We are given that each of the $(m+w)!$ permutations is equally likely. In each permutation $\pi$, the men are divided into $w+1$ "sections", separated by the $w$ women. (Some sections might be empty.) Let $M_0(\pi), M_1(\pi), \cdots, M_w(\pi)$ denote the number of men in each section.
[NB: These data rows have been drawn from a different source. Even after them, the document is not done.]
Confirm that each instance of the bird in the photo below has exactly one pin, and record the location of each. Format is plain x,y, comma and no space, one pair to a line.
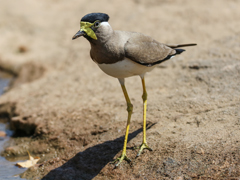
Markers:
122,54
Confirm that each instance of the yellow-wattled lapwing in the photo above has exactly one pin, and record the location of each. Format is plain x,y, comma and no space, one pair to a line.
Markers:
122,54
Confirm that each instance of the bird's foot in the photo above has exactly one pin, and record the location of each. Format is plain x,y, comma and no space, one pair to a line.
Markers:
120,159
142,147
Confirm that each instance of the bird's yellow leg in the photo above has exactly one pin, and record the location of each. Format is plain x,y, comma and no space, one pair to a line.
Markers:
144,97
130,110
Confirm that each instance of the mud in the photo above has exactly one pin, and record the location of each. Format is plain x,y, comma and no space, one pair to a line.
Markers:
66,111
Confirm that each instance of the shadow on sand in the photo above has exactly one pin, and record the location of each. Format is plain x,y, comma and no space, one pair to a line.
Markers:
87,164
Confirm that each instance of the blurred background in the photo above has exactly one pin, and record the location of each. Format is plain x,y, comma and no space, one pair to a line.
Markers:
59,92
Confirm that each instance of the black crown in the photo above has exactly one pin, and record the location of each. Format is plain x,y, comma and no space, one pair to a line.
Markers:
92,17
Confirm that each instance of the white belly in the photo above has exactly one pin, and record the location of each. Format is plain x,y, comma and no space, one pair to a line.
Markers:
124,68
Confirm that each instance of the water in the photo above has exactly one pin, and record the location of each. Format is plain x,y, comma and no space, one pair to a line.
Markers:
8,170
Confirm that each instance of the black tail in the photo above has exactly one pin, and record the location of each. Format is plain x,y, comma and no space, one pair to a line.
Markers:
179,51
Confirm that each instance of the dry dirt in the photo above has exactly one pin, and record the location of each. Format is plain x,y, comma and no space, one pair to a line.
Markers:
66,111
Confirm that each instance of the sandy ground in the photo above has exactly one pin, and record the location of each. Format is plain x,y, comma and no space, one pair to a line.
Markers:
72,115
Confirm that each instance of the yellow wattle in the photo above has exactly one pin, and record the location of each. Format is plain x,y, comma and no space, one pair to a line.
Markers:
86,27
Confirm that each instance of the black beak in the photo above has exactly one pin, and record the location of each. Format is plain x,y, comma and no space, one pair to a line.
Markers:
78,34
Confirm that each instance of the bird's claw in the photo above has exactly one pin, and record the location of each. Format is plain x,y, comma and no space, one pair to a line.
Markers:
120,159
142,147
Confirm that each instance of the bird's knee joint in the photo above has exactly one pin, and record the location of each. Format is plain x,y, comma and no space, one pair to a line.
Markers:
144,96
129,107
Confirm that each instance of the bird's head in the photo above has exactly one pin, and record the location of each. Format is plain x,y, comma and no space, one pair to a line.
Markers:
90,24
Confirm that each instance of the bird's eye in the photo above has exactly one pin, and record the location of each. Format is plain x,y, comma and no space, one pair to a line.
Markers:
96,24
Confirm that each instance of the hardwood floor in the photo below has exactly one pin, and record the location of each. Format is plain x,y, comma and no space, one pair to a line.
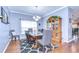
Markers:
72,47
14,47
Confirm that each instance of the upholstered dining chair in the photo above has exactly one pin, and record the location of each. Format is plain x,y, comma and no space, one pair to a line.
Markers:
46,40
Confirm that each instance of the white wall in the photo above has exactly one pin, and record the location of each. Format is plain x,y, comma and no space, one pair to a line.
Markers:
64,13
15,21
4,32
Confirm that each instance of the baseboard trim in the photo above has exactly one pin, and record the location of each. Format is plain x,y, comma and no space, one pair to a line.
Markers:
7,46
69,41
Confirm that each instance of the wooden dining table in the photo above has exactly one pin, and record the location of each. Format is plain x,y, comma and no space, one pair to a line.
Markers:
35,36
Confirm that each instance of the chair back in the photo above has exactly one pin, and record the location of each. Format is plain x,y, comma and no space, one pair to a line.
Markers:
47,36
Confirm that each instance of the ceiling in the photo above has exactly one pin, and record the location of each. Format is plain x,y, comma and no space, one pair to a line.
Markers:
41,10
33,10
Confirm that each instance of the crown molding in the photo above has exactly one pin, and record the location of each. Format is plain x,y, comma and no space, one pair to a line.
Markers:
55,11
21,13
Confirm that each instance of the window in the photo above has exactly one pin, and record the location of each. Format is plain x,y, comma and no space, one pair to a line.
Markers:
25,25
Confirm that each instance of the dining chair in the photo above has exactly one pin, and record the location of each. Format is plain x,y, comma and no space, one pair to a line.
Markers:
46,40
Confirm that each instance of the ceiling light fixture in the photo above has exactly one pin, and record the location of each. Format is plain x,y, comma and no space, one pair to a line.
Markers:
36,18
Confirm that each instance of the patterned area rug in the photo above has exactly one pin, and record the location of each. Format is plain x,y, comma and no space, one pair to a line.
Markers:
27,48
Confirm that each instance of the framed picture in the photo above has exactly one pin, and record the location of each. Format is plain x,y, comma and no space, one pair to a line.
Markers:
4,16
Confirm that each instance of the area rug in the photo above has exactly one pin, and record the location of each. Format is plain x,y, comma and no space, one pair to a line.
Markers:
27,48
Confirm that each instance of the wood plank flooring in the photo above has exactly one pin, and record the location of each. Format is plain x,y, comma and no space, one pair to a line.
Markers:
14,47
72,47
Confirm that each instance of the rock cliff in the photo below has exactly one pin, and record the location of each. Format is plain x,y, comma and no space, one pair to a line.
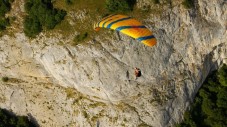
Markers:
64,85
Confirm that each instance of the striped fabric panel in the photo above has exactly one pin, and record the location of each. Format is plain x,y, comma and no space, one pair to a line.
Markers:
128,27
145,38
119,20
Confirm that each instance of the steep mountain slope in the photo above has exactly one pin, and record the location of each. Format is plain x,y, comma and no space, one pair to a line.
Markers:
60,84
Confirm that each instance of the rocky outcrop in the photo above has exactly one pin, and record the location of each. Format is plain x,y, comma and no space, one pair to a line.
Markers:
60,84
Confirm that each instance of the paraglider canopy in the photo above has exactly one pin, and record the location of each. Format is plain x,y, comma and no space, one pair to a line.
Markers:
128,26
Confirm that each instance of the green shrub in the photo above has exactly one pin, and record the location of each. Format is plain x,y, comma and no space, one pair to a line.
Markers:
222,75
156,1
120,6
188,3
4,22
41,14
5,7
80,38
8,119
5,79
69,2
Next we show that $M_i$ and $M_j$ have identical distributions (though not independent).

Consider a function $f$ which swaps the $i$th and $j$th sections of $\pi$ (while maintaining the men's internal rankings within each section) to obtain a new permutation $f(\pi)$. (Note: $\pi = f(\pi)$ if both sections are empty.) Clearly $f$ is bijective; in fact $f = f^{-1}$. Also $M_i(\pi) = M_j(f(\pi))$ and $M_j(\pi) = M_i(f(\pi))$ by construction of $f$.

Now consider any value $r$ and these two sets:

$$S = \{ \pi: M_i(\pi) = r \}$$

$$T = \{ \sigma: M_j(\sigma) = r \}$$

We have: $f(S) \subset T$ (because $M_i(\pi) = r \Rightarrow M_j(f(\pi)) = r$) and similarly $f(T) \subset S$. But since $f$ is bijective, this means $|S| = |f(S)| \le |T|$ and $|T| = |f(T)| \le |S|$, which further means $|S| = |T|.$ Adding the fact that all permutations are equally likely, we have:

$$P(M_i=r) = \frac{|S|}{(m+w)!} = \frac{|T|}{(m+w)!} = P(M_j=r)$$

which directly proves that $M_i$ and $M_j$ have the same distribution. Finally, $\forall \pi: \sum_{0 \le i \le w} M_i(\pi) = m$, so we can use linearity of expectations to obtain first: $E[M_i] = \frac{m}{1+w}$, and then: expected total no. of men before the $k$th woman $= E\big[\sum_{0 \le i < k} M_i\big] = \frac{km}{1+w}$.